Em síntese, a argumentação do Acórdão que se deixa resumido mostra, sem equívoco, que:
a concessão por acordo de imunidade de jurisdição penal aos EUA sobre o seu pessoal militar ou conexo em missão no território cabo-verdiano, na sua essência, não é inconstitucional e nem sequer extraordinário;
mas no texto do número 2 do artigo III do SOFA essa imunidade é concedida, ‘e passível de dois entendimentos, sentidos e interpretações:
o preceito será inconstitucional se assumido com o entendimento de que inclui a permissão para a presença de tribunais marciais americanos em território nacional cabo-verdiano;
o preceito não será inconstitucional já se assumido com o entendimento de que tal presença não é permitida. Ambos os entendimentos são possíveis face ao texto do número 2 do artigo III do SOFA.
É exatamente esse o sentido da declaração de inconstitucionalidade “sem redução do texto”.
Trata-se de uma técnica de interpretação constitucional importada do direito alemão, muito usada pelo Supremo Tribunal Federal do Brasil com base em lei expressa e que o Tribunal fez bem em utilizar neste caso, em ordem a estabelecer com segurança e razoabilidade os limites de segurança que se impõem em matéria tão sensível.
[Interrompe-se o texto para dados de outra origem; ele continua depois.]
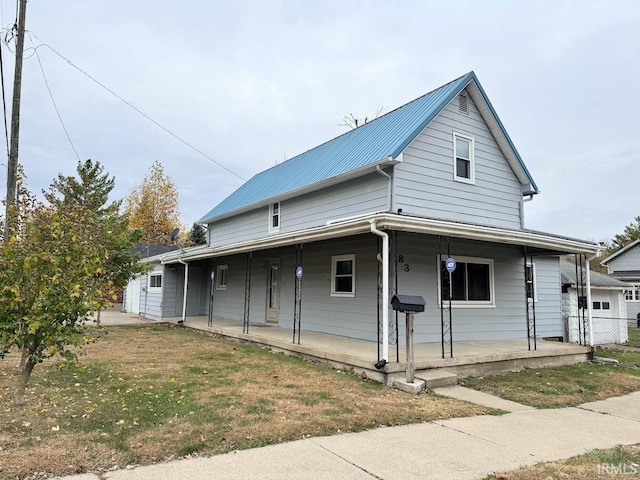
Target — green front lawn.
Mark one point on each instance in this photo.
(564, 386)
(634, 337)
(147, 394)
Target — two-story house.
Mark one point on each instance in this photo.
(625, 265)
(321, 242)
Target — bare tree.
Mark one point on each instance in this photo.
(353, 122)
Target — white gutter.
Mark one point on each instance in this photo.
(334, 221)
(385, 289)
(390, 221)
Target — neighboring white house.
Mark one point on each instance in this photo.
(141, 287)
(375, 211)
(608, 308)
(625, 265)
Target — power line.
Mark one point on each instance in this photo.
(180, 139)
(4, 98)
(54, 103)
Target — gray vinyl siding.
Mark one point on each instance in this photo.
(424, 182)
(246, 226)
(354, 197)
(506, 320)
(357, 317)
(629, 260)
(352, 317)
(549, 294)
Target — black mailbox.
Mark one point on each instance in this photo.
(408, 303)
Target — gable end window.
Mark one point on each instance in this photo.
(632, 295)
(155, 280)
(221, 277)
(471, 283)
(463, 104)
(343, 276)
(463, 159)
(274, 217)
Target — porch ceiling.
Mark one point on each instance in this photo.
(390, 221)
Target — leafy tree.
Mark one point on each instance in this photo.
(198, 234)
(52, 271)
(90, 190)
(631, 232)
(153, 206)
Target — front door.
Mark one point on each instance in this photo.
(273, 291)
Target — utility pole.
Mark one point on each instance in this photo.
(12, 167)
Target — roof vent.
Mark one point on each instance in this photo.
(463, 105)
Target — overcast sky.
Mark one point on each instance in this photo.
(251, 83)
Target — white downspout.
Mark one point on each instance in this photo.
(385, 290)
(522, 202)
(389, 194)
(186, 283)
(589, 304)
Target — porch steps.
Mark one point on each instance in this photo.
(437, 379)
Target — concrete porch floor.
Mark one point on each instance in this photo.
(470, 357)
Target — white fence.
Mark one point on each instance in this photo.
(605, 330)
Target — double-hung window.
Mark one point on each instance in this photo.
(470, 284)
(633, 294)
(274, 217)
(343, 276)
(221, 277)
(155, 281)
(463, 158)
(530, 279)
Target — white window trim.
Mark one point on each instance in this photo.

A expressão “sem redução do texto” significa que a declaração de inconstitucionalidade em causa não deve determinar qualquer alteração do texto do acordo, que se mantém em vigor nos seus precisos termos, salvo se, em concreto, lhe for dado o entendimento ou sentido expressamente declarado inconstitucional.
Participei nas negociações do SOFA em 2017, até à versão final assinada. E posso garantir que, em nenhum momento, esteve nas intenções e entendimento das partes cabo-verdiana e americana a ideia de os EUA poderem instalar tribunal marcial americano em território nacional cabo-verdiano para julgar pessoal militar ou conexo americano em missão nesse território. Tal nunca foi solicitado nem concedido. Portanto nunca vai acontecer! E assim, o SOFA, devidamente aprovado e ratificado está em vigor, plenamente, nos precisos termos em que foi assinado pelas partes.
Até porque não é materialmente necessário: os EUA não precisam de instalar tribunal marcial em Cabo Verde para julgar pessoal seu por crime aqui cometido enquanto em missão. A jurisdição penal concedida significa que os EUA podem julgar tal crime segundo as suas leis e pelos seus tribunais, no território americano. Por que razão iriam os EUA querer julgar esse pessoal em território de Cabo Verde?
Considero, pois, que a razão quanto ao alcance do Acórdão sobre o SOFA está do lado do jornal O PAÍS e do Governo, que tem razões para estar satisfeito com esse marco nas relações entre Cabo Verde e os EUA.
Texto originalmente publicado na edição impressa do Expresso das Ilhas nº 972 de 15 de Julho de 2020.